Escaleta de efectos
Hay noches en las que el silencio de vuelta a casa, resulta como el que llega después de cualquier huracán. La ausencia se convierte en un grito sordo, que duele y clava y vacía de sangre cualquier cosa que bombea. La calma, aparente, se deshace en tristeza y se hace de huecos en los que retumba todo aquello que es pasado. Permanecen en la memoria los escombros menos necesarios, aquellos que un día fueron los más bellos.

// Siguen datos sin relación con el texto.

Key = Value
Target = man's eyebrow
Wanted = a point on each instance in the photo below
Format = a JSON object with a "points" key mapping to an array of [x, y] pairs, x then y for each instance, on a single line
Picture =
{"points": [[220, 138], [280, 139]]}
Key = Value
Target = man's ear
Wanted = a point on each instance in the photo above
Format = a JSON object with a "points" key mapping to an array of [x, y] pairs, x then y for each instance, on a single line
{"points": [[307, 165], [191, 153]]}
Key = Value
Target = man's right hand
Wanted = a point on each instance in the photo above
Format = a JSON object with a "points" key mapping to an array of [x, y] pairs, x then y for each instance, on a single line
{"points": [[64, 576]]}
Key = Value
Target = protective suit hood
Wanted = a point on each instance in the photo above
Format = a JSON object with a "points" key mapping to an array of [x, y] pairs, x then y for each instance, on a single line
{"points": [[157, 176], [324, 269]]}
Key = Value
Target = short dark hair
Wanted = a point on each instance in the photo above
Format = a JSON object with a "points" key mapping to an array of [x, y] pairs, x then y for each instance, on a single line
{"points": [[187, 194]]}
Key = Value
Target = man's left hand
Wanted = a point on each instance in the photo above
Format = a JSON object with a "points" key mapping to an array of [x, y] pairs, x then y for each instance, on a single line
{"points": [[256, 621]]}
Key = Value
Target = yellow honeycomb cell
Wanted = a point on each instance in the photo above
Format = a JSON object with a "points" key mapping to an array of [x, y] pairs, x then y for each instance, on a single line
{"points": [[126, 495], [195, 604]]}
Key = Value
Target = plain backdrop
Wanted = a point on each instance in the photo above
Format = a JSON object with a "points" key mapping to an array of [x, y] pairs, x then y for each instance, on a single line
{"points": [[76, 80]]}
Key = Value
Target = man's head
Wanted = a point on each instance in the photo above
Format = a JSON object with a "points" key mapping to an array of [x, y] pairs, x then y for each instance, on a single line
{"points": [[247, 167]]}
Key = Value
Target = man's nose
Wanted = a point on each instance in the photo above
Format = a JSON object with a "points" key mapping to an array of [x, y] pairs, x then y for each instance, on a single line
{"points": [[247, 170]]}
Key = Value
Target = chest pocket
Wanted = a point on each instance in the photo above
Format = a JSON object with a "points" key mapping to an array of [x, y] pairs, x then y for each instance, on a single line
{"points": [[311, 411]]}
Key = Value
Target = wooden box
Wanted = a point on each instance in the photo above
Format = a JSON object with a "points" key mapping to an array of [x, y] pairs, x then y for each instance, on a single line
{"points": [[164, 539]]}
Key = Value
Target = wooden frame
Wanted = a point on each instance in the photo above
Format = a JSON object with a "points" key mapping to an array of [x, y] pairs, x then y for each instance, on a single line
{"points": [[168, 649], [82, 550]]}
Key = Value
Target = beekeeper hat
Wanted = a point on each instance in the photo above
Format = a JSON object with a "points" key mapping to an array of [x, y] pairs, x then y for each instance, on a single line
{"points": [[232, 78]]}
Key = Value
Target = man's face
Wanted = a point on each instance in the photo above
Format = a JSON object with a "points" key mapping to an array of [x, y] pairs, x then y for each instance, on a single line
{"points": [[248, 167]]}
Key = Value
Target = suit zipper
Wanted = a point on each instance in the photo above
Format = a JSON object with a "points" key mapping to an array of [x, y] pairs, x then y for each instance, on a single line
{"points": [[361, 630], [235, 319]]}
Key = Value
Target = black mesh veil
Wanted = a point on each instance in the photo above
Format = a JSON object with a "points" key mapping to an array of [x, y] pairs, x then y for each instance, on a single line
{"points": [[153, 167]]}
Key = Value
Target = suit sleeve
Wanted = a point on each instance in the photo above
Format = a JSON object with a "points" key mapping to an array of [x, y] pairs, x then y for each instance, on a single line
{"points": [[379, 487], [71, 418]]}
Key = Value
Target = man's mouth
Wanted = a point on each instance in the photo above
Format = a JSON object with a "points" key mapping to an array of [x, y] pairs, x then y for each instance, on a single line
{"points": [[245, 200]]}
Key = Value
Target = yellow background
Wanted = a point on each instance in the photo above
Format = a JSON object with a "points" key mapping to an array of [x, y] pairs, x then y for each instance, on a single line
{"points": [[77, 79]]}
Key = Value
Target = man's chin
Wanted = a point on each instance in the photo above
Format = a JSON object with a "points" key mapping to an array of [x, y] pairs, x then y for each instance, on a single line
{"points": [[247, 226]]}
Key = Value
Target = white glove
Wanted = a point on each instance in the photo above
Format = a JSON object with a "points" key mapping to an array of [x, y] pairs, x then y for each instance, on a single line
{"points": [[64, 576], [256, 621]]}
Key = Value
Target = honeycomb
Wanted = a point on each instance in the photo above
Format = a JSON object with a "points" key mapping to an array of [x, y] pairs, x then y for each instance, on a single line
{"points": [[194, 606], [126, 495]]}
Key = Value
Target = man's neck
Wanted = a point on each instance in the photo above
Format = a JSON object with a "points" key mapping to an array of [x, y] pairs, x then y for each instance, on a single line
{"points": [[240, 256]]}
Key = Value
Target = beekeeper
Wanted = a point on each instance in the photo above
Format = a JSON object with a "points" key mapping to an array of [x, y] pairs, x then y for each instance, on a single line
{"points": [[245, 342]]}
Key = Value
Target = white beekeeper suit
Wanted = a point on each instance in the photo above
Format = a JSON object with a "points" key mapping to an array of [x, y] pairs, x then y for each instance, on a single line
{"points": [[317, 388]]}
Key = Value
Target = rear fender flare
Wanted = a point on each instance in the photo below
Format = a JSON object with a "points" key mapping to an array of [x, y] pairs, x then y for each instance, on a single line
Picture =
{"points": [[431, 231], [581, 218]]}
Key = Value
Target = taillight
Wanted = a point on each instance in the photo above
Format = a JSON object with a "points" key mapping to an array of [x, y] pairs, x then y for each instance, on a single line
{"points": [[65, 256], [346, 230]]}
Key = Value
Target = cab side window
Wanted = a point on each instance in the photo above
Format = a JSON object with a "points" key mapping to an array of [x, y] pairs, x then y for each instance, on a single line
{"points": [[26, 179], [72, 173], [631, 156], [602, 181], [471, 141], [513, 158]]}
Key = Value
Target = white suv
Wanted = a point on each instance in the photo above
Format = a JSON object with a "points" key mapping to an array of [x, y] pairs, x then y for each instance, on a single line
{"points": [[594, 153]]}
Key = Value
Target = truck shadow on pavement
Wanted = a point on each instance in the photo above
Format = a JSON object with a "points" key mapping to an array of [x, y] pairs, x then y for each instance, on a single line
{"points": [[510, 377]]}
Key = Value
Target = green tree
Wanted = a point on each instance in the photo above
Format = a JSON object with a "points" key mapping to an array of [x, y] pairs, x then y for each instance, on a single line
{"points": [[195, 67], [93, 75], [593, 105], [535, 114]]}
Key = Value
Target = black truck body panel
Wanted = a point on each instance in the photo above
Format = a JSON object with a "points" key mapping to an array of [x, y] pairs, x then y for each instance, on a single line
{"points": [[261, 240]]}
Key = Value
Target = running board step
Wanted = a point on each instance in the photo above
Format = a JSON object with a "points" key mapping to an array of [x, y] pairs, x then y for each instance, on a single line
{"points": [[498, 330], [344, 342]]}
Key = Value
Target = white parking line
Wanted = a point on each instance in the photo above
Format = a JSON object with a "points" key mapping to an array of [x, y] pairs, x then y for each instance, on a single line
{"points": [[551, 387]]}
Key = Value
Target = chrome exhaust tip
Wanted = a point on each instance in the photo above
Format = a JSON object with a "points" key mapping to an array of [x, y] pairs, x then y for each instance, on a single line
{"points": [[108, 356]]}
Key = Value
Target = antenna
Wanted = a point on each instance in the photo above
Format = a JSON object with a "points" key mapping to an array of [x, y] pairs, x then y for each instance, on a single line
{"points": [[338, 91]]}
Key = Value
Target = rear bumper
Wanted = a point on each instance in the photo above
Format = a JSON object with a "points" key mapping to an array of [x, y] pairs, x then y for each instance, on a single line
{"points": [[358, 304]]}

También hay días en los que el camarero de un bar nocturno, con aspecto de camarero de bar nocturno, te muestra que el edificio de fachada más fea, tiene las vistas más bonitas de Madrid. Que su cabeza, llena de libros, posee toda la libertad que tú sólo llevas anhelando desde el comienzo. Y que el movimiento, sí, se demuestra andando (aunque ella siempre vaya dos pasos más allá).

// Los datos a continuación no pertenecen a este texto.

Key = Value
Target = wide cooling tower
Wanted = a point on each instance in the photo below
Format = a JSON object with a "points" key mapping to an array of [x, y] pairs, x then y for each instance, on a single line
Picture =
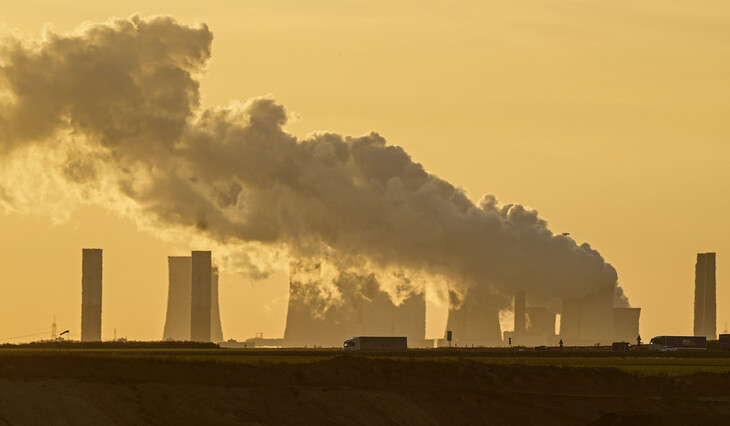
{"points": [[475, 319], [314, 318], [589, 320]]}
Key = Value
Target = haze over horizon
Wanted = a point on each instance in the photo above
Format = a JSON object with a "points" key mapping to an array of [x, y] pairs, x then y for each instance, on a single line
{"points": [[620, 144]]}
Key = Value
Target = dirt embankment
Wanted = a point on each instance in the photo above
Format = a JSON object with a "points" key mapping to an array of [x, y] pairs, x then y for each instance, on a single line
{"points": [[74, 389]]}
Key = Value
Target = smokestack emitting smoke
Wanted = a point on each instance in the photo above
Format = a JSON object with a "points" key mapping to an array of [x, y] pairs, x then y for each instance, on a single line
{"points": [[110, 114]]}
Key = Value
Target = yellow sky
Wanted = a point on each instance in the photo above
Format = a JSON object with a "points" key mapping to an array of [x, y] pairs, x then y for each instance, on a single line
{"points": [[609, 117]]}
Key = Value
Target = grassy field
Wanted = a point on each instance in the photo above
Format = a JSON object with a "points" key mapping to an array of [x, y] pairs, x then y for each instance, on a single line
{"points": [[328, 386], [644, 363]]}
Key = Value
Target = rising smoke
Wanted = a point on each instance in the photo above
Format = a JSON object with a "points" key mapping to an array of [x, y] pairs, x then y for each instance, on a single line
{"points": [[111, 115]]}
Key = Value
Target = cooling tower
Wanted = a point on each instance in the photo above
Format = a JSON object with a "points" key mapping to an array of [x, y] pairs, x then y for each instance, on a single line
{"points": [[540, 321], [475, 319], [216, 330], [200, 296], [91, 273], [570, 320], [177, 322], [589, 320], [705, 304], [626, 323]]}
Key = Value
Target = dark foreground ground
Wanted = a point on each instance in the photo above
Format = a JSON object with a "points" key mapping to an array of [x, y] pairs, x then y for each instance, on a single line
{"points": [[268, 387]]}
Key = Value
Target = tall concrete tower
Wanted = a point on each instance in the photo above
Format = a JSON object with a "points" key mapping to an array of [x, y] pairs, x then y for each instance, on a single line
{"points": [[474, 320], [177, 322], [519, 312], [91, 272], [216, 330], [705, 304], [200, 300]]}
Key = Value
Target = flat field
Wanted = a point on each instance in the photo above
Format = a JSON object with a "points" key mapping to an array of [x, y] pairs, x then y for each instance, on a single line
{"points": [[154, 385]]}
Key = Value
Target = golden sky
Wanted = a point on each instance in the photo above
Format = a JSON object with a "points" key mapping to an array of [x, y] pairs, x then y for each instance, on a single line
{"points": [[608, 117]]}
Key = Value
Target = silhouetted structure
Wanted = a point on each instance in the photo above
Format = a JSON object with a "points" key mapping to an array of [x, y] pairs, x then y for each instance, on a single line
{"points": [[538, 324], [589, 320], [91, 275], [200, 300], [626, 323], [216, 330], [474, 320], [705, 289], [179, 301], [177, 322], [314, 318]]}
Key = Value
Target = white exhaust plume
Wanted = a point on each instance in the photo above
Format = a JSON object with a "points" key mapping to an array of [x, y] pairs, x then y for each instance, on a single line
{"points": [[110, 115]]}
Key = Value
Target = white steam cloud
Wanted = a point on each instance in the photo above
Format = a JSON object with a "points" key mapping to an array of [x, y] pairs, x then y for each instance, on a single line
{"points": [[110, 115]]}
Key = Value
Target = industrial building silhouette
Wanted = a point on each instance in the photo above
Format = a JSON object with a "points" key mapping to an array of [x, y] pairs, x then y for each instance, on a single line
{"points": [[193, 311], [362, 309], [91, 276], [705, 323]]}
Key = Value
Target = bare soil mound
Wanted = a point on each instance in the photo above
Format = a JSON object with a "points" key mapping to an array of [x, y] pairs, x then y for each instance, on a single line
{"points": [[59, 387]]}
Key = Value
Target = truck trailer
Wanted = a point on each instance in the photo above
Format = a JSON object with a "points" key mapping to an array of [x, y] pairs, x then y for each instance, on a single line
{"points": [[370, 343]]}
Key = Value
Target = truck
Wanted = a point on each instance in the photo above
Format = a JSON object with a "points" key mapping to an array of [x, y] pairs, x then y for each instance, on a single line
{"points": [[725, 341], [676, 343], [373, 343]]}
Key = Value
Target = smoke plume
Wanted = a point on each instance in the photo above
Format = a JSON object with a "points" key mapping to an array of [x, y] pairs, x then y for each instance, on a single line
{"points": [[111, 115]]}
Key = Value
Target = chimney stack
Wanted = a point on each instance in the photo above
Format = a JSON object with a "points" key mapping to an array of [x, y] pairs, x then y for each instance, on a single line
{"points": [[705, 293]]}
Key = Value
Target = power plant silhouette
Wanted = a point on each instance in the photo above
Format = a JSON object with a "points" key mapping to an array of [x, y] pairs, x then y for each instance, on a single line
{"points": [[91, 275], [192, 304], [357, 305]]}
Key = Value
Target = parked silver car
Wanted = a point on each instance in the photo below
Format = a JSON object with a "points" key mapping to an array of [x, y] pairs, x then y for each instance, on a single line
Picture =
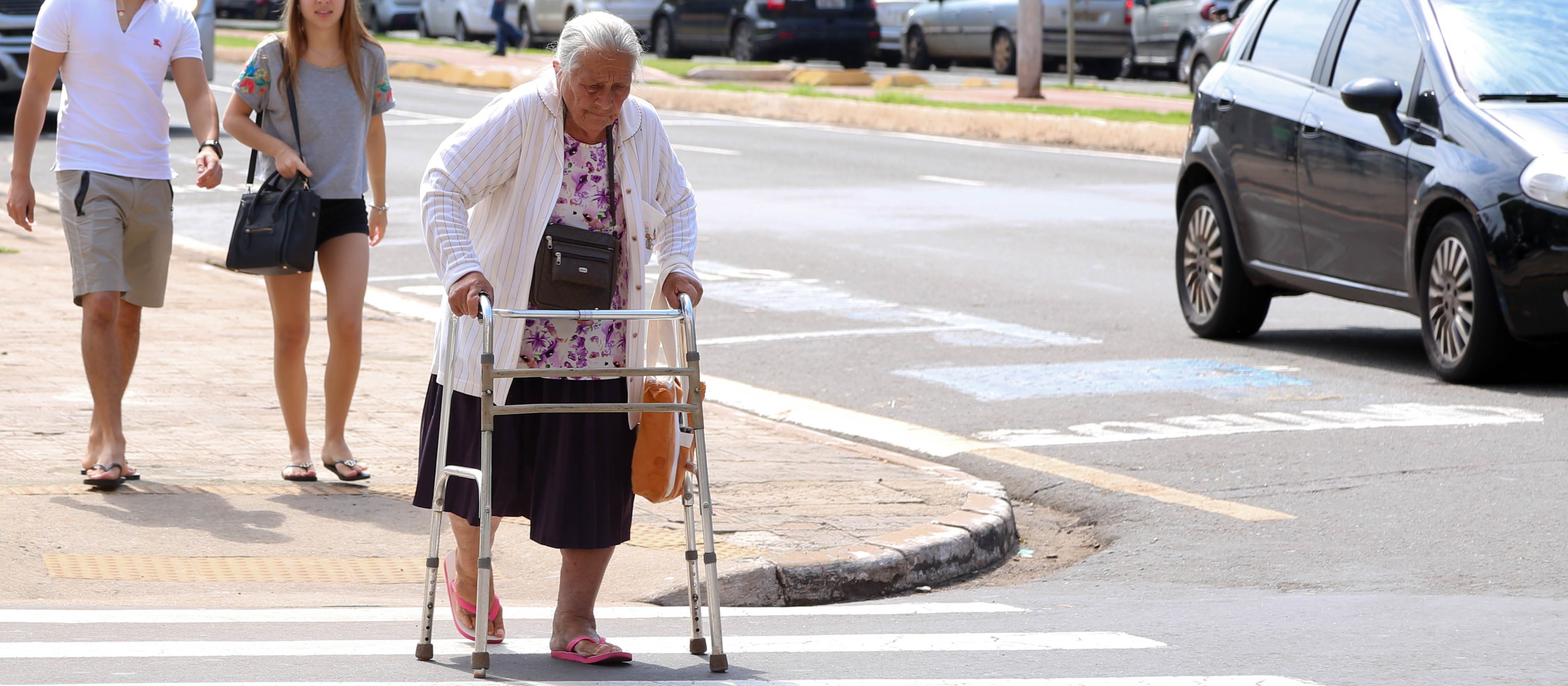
{"points": [[891, 16], [1165, 32], [383, 16], [1211, 46], [941, 32]]}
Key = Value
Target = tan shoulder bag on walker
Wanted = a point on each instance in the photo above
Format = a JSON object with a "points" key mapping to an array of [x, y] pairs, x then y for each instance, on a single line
{"points": [[664, 441]]}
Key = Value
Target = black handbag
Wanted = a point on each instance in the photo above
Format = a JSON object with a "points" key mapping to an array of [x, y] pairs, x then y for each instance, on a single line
{"points": [[576, 268], [275, 229]]}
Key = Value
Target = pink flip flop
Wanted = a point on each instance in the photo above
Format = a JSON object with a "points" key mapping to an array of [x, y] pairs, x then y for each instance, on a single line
{"points": [[573, 655], [455, 602]]}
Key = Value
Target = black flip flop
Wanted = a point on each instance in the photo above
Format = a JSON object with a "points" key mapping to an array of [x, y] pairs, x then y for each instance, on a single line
{"points": [[350, 464], [127, 477], [297, 477], [105, 484]]}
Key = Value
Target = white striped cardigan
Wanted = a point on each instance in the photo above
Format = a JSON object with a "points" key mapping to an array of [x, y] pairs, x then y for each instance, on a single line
{"points": [[488, 196]]}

Y después, hay tardes en las que una mujer preciosa te regala un libro dedicado. Y te das cuenta de que ella te gusta porque se defiende, suave, ante la vida. Porque ilumina sin quemar, inundándolo todo del brillo de un comienzo que no cesa. Luz fresca como la del reflejo del sol en el agua. Como la que se dibuja en la tierra cada tarde de verano, removiendo los milagros, los brotes, las flores. Enfocando a los musos y las musas, que abren puertas todos los días.
Y es que en la escaleta de efectos de la vida, algunas personas a veces queriendo, a veces sin querer, te obligan a lanzarle un beso en la boca al horizonte. Y sonreír.